Há Claude, um agente da CIA, com quem o capitão, disfarçado de polícia secreta, trabalha em Saigon, e que aparece em Los Angeles, passeando com vários cães para se proteger. Hammer, seu ex-professor universitário, chefe do departamento de “Estudos Orientais”, considera o capitão uma espécie de animal de estimação. (Sandra Oh interpreta sua assistente e um interesse amoroso do capitão.) Ned Godwin é um fanfarrão de direita e veterano do Vietnã em cuja campanha para o Congresso o capitão se envolve tangencialmente. (“Estou encantado por ter uma etnia na trilha. Você tem outras habilidades além de ser vietnamita?”) E, finalmente, há Nikos, chamado de autor do romance, que está fazendo um filme sobre o Vietnã, “The Hamlet” – é o riff de Nguyen em “Apocalypse Now” – e contrata o Capitão como “consultor de autenticidade”. Dar algumas falas aos personagens vietnamitas, sugere o capitão, seria um começo.

Um homem com as mãos na cabeça está ao lado de uma câmera de cinema.

Robert Downey Jr. como Nikos, o autor, um de seus quatro personagens em “The Sympathizer”.

(Pedra Hopper/HBO)

O filme dentro do filme, que ocupa um episódio inteiro, permite alguns golpes familiares aos tipos, práticas e pretensões de Hollywood – e à situação menos familiar do ator asiático. Traz David Duchovny como um “ícone lendário do método”, Maxwell Whittington-Cooper como um cantor de soul escalado para o filme e John Cho como um ator cujos papéis anteriores incluem “o trabalhador ferroviário chinês que foi esfaqueado por Ernest Borgnine”. [and] o soldado japonês que levou um tiro de Sinatra” e interpreta um coreano pela primeira vez.

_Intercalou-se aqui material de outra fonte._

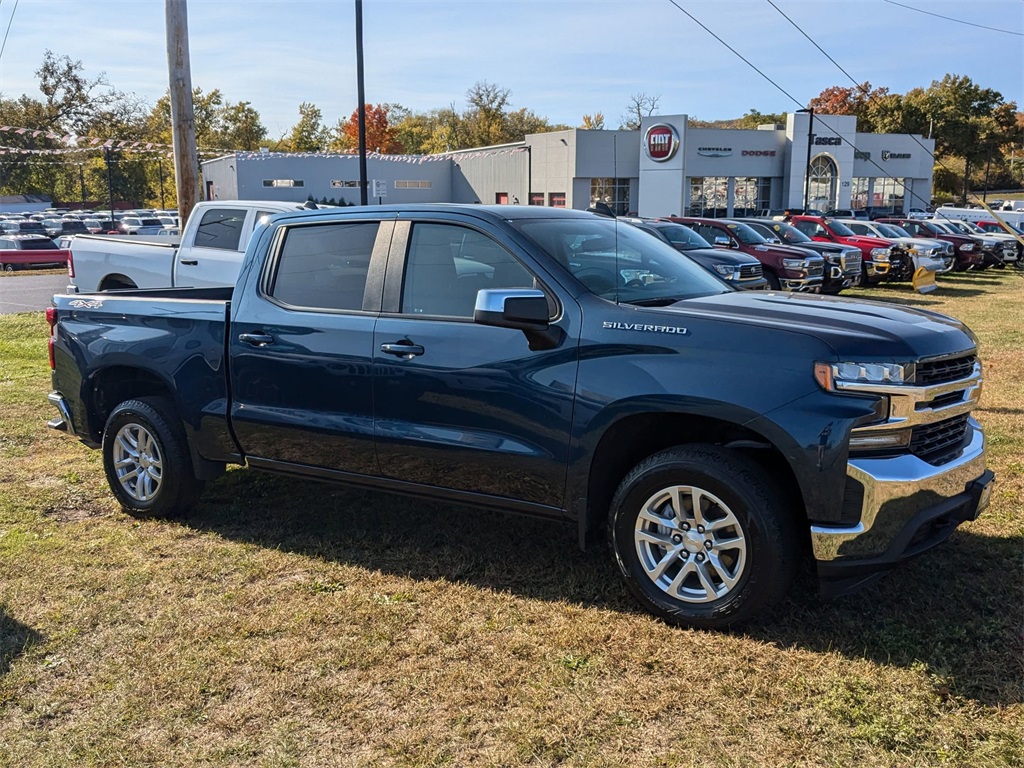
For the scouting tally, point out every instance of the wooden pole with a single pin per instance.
(363, 107)
(182, 117)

Como entretenimento televisivo – e é um entretenimento, e um entretenimento de sucesso, mais do que uma lição de história – “O Simpatizante” necessariamente telescopia o enredo, resume e externaliza ideias que Nguyen revira continuamente no livro. (Nada no texto sugere que Downey, ou qualquer pessoa, interpretaria quatro personagens, mas é, você sabe, um conceito.)

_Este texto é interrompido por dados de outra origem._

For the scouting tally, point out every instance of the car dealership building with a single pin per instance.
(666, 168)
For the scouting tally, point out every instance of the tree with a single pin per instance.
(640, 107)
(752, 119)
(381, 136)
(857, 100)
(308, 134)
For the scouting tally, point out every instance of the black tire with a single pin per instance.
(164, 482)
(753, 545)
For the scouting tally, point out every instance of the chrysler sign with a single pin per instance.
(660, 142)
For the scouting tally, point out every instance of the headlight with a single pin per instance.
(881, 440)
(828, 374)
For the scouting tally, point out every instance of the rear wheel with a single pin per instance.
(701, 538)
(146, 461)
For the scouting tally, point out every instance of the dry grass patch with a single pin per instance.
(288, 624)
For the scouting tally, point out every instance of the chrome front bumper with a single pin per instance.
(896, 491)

O romance assume a forma de uma confissão escrita, um manuscrito em forma de manuscrito, no qual o capitão trabalha há um ano em confinamento solitário; seu interlocutor lhe dá notas sobre o estilo e o manda de volta para novos rascunhos. (“Os fantasmas estavam lá como símbolos literários ou como genuínas indulgências supersticiosas?”) O Capitão também narra a série, dirigindo-se imediatamente ao público e ao seu editor, com comentários como: “Eu sei o que você está pensando. Sim, estou contando algo que eu mesmo não testemunhei. Me perdoe. Parte do diálogo é conjectura, mas ajuda a explicar os eventos que se seguem” e “Não acho que esta cena seja estranha, mas se ela te ofende, sinta-se à vontade para ignorá-la”.

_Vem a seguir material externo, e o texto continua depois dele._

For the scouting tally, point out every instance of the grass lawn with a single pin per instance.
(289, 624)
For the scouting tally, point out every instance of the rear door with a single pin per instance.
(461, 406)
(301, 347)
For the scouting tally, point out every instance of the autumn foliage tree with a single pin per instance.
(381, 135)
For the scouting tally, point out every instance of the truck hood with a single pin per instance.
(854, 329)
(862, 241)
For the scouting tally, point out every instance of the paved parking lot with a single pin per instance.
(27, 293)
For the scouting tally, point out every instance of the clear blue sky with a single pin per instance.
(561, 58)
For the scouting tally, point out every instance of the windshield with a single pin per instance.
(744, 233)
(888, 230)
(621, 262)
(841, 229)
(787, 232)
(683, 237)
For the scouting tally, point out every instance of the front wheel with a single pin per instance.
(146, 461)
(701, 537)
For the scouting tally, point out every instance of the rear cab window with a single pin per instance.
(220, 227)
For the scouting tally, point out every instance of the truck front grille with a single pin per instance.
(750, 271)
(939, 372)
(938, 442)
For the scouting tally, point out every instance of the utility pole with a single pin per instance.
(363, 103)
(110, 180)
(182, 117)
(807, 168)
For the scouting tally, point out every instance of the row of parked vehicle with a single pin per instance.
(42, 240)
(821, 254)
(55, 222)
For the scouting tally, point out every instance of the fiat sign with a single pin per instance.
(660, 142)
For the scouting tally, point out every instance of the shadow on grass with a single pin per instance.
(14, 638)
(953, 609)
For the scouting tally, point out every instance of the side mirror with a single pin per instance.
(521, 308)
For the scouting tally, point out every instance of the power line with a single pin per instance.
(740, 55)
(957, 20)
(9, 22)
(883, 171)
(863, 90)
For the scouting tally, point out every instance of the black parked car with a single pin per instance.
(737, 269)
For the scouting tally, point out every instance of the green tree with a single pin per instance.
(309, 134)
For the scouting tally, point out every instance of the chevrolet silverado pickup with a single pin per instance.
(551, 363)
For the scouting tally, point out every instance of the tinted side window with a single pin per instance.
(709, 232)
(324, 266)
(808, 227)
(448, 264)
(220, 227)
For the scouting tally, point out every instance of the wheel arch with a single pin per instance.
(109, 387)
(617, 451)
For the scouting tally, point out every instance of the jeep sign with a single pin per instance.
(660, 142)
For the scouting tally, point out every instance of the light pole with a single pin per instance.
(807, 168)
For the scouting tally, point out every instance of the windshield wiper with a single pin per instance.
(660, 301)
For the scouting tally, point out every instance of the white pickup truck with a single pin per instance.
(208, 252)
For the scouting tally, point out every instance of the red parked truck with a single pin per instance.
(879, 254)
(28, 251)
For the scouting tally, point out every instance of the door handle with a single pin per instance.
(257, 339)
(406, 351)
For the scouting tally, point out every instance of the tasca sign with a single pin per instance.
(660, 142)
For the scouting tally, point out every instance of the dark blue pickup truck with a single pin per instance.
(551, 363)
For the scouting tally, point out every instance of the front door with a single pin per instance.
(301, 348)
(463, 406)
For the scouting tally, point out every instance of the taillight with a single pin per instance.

Além de Duchovny, Downey é o único ator branco, e um dos poucos atores não-asiáticos, com algo para fazer aqui, mas seria um erro (nota ao editor) torná-lo a manchete. Seus personagens são mais simbólicos do que qualquer coisa – em sua arrogância estabelecida, imune a qualquer tipo de auto-interrogatório ou mudança – enquanto tudo de real interesse acontece com os personagens vietnamitas e dentro da comunidade vietnamita, que, obviamente, não é monolítica, e nem ao menos tudo resolvido.

Na América, “comem o coração e depois queixam-se de indigestão”, queixa-se o General, sem se adaptar às novas circunstâncias. Por outro lado, um ex-major empreendedor dirá ao capitão: “Se você se comprometer totalmente com esta terra, você se tornará totalmente americano, mas se não o fizer, será apenas um fantasma errante vivendo entre dois mundos, para sempre”. E embora a série se concentre nos poderosos – e anteriormente poderosos – Park também faz um excelente trabalho ao evocar a comunidade comum e saudável ao seu redor, estabelecendo-se novamente em vários eventos e reuniões. Não é um mundo que vimos em uma série de TV de grande orçamento e grande negócio; há mais histórias para contar lá.